Since I am more tactful in conversation than in writing, I investigated this a little and noted that not too many generations ago, living to that age would have been considered an achievement in itself, yet now we expect that people should live on even longer. Not only that, we think that it is normal and universal, yet there are many places on earth where the life expectancy is still much like it was back those few generations ago. 

I have a friend who lost her grandmother a few months ago and she was very upset, because she feels that if she had been there, she could have done something and called an ambulance to get her help so she could live.

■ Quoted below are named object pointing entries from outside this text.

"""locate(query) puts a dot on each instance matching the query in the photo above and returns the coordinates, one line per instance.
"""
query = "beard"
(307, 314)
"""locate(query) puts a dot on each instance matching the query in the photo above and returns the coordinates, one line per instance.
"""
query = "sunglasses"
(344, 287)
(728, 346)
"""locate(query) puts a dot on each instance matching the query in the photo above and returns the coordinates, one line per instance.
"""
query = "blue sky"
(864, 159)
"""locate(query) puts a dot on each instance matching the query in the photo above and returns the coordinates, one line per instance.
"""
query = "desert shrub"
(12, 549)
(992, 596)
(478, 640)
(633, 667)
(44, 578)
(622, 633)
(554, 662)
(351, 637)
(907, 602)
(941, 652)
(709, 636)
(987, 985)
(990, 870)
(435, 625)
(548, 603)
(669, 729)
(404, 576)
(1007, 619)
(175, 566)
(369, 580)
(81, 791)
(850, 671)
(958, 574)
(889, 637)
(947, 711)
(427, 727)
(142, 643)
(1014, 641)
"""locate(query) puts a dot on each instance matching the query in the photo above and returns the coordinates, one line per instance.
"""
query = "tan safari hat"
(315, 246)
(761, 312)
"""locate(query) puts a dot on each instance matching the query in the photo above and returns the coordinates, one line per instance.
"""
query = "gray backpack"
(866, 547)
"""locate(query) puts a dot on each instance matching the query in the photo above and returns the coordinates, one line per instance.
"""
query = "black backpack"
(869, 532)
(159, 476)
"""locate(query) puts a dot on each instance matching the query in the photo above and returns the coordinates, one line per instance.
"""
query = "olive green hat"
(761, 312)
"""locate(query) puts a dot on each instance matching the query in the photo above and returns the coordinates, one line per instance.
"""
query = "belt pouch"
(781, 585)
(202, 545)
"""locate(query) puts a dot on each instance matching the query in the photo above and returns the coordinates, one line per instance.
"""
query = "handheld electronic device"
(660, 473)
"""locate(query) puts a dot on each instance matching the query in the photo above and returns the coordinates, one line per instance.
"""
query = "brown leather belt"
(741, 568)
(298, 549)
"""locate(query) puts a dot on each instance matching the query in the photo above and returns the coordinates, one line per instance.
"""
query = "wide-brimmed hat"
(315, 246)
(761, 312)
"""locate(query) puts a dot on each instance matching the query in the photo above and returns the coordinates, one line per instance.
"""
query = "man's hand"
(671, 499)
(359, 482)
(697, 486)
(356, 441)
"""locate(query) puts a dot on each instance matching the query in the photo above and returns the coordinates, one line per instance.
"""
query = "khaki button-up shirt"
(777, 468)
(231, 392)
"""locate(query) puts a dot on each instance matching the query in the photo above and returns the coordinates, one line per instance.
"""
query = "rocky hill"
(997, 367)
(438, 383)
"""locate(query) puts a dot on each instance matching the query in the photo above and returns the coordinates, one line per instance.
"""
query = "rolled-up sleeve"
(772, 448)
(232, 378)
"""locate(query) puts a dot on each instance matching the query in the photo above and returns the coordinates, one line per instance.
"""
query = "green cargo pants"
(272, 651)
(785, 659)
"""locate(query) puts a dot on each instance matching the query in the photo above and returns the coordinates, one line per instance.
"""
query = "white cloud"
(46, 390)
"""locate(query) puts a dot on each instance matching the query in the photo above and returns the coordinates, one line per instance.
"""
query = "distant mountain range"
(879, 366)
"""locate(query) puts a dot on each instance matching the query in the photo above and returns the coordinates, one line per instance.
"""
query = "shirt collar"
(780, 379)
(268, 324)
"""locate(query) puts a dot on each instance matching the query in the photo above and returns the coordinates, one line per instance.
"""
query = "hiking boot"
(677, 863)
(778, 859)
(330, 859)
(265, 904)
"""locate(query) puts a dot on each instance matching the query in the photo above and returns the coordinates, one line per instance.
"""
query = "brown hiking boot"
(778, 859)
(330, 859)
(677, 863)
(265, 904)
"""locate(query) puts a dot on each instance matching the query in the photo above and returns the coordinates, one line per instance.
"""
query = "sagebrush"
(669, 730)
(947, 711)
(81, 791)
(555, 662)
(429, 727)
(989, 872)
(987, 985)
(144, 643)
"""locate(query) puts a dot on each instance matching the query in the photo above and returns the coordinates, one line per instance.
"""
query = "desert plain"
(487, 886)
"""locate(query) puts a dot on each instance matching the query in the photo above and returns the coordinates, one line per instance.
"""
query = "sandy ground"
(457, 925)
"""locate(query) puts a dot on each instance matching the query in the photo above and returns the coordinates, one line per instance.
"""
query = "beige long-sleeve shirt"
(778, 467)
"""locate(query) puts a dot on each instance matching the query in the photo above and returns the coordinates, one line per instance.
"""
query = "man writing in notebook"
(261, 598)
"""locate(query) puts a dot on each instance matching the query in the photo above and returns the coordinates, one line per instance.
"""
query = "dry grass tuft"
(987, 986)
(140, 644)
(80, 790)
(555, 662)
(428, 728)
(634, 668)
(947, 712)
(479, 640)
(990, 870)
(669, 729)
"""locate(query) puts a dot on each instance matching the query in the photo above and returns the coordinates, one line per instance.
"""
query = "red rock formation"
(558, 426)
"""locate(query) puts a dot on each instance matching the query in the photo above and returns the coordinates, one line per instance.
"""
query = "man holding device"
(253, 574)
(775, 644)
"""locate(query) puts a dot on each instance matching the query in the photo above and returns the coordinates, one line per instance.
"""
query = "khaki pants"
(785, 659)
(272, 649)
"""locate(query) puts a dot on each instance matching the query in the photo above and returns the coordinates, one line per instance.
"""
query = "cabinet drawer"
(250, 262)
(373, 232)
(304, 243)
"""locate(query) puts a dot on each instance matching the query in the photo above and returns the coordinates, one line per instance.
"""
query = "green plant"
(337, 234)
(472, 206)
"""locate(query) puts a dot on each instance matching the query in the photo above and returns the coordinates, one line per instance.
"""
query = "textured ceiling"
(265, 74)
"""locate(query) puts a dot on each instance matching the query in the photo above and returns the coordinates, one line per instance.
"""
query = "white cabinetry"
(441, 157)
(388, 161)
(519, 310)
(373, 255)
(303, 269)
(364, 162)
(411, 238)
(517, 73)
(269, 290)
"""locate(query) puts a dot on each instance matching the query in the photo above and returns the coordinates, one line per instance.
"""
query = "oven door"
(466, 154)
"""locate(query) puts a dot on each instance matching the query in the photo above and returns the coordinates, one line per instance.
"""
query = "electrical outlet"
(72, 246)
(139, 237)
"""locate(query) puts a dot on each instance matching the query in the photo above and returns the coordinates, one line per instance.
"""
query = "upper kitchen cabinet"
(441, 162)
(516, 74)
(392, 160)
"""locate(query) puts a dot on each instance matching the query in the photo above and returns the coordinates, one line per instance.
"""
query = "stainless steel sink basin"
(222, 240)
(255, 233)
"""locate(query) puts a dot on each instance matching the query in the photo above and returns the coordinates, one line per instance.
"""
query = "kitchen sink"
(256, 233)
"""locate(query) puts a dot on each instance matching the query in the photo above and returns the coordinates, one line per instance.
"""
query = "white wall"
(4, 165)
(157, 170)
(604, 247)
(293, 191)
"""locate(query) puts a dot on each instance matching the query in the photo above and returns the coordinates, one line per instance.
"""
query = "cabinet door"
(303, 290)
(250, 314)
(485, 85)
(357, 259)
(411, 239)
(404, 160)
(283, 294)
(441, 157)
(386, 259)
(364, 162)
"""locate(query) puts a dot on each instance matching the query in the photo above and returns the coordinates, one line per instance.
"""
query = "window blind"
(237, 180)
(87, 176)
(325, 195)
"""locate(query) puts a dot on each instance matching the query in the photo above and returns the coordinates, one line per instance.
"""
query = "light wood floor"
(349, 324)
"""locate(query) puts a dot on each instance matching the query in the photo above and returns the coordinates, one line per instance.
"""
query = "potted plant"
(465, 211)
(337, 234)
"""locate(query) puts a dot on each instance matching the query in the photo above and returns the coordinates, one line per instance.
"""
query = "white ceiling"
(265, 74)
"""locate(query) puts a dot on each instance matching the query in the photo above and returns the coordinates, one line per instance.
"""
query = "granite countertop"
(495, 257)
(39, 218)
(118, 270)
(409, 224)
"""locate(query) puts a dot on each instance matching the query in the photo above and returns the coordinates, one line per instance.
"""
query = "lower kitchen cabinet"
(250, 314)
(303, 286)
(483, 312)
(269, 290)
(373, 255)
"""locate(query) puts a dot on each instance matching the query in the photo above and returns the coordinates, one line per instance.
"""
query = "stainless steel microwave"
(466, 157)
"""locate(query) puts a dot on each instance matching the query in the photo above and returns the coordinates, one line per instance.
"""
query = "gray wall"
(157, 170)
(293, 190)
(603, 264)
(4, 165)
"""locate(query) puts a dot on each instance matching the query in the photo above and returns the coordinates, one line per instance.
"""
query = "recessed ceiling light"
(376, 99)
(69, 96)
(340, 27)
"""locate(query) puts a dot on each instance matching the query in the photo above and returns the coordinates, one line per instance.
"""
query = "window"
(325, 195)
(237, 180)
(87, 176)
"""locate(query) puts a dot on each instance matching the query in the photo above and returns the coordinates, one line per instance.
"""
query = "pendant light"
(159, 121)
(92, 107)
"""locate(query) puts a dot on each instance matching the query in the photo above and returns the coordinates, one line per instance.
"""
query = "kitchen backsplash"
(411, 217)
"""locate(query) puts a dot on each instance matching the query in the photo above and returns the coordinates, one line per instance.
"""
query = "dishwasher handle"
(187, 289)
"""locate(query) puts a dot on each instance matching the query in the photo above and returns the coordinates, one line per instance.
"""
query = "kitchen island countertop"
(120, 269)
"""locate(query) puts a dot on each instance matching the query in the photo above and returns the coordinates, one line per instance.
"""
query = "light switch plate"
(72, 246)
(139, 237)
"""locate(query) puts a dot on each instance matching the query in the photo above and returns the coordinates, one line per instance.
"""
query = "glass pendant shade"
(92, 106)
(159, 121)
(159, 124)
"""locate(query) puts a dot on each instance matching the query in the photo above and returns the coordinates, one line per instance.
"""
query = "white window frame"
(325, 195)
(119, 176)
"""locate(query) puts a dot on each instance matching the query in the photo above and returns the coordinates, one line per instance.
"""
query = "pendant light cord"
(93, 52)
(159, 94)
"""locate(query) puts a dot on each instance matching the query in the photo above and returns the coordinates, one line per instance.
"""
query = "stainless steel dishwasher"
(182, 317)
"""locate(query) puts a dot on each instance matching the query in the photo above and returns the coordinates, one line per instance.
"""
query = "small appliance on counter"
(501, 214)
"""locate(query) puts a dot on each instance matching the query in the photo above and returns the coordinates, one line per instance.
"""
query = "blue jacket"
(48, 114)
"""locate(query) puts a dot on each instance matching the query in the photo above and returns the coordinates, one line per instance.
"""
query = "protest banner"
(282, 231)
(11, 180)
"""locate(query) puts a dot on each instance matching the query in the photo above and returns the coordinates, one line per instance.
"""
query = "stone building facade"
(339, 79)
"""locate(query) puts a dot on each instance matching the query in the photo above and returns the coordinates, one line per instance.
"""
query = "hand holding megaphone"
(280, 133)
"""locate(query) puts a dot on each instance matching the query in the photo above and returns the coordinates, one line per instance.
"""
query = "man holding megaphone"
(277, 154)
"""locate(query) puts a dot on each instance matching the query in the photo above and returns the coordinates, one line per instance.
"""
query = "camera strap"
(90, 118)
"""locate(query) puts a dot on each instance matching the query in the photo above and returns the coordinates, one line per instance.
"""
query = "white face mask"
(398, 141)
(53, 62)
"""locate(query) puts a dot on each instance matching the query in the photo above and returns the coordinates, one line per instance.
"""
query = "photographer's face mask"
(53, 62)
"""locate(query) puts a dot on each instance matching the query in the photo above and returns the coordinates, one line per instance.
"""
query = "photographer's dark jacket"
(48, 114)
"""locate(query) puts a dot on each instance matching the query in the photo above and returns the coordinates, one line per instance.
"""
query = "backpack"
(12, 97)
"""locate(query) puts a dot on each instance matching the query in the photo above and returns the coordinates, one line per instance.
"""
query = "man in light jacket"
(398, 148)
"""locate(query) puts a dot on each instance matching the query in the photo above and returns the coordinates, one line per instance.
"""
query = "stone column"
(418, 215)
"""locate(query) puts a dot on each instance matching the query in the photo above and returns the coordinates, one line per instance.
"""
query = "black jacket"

She was turning 90 or 95 or something. 

At what point did the change happen that we expect people to live forever?

But it is not only that. My client was telling that in her grandmother's family there were nine children, but four died during childhood. This is another thing that at least in the western world we have seemed to forgotten, child mortality is a thing due to problems like viruses, as well as many other issues. They say that the worst thing is for a parent to lose a child, but what isn't actually that long ago in the western world and still very common in many parts of the world is, parents are quite likely to lose multiple children. 

If anything is an indicator of the progress we made, perhaps it is the expectation that we are entitled to live to very old age and we have created a society where it is common place. Again, I know that this isn't the case everywhere for many reasons, but in Finland where there is available healthcare and a relatively safe community, it is common to the point that we blame doctors for not being able to save a ninety something year old from heart failure. 

Of course, I understand none of us want to lose the ones we care about the most in this world, but I also wonder if we are losing the understanding of the circle of life and as a result, become less able to cope with it when it happens. The next question is, do we value life more because we see less death, or less because we expect we are going to live quite long lives? Does it change the way we live our days?

I think that when it comes to value, scarcity matters and perhaps we would value our lives more if we understood how short they really are, whether it be thirty years or eighty. A lot of people when they are young believe they have a lot of life ahead, but I notice that people older than myself say things to me like "you have plenty of time, you are young"  - and I am 40+ and definitely don't feel like I have plenty of time ahead. How long and how well do people expect to live these days?

My views on this might also be driven by my early-onset chronic illness that made me come to terms with my own mortality as a teen and accept that I am unlikely to live long and prosper. Well, if I am lucky, I might get that *prosper* part if things go extremely well with crypto. Yet, the "live long" part isn't likely. What I am more concerned with at the moment is more the idea of quality of life - *living well* over long. 

This will mean different things to different people, but I don't think surviving into old age just so I can sit in a rocking chair and listen to the news is what I would consider a valuable life for myself. But again, I might have a skewed view of this because I am someone who values working - something I consider vital for a well-lived life. Of course, that work has to be meaningful. 

And I guess this is where I will wrap it up and leave it for the night. What is the meaning of your life? Now this might seem a big question, but should it be? If you haven't explored it for yourself, how do you know you are acting toward your meaning? And if you think life is meaningless, why do you do the things you do and consider them important enough to do? 

I wonder how many people believe that the core meaning of their life is to live as long as possible. And while I am not old enough to reflect upon this perhaps, if I ever did make it to that age, would I look back and consider that the life I lived had value, and if it did - why?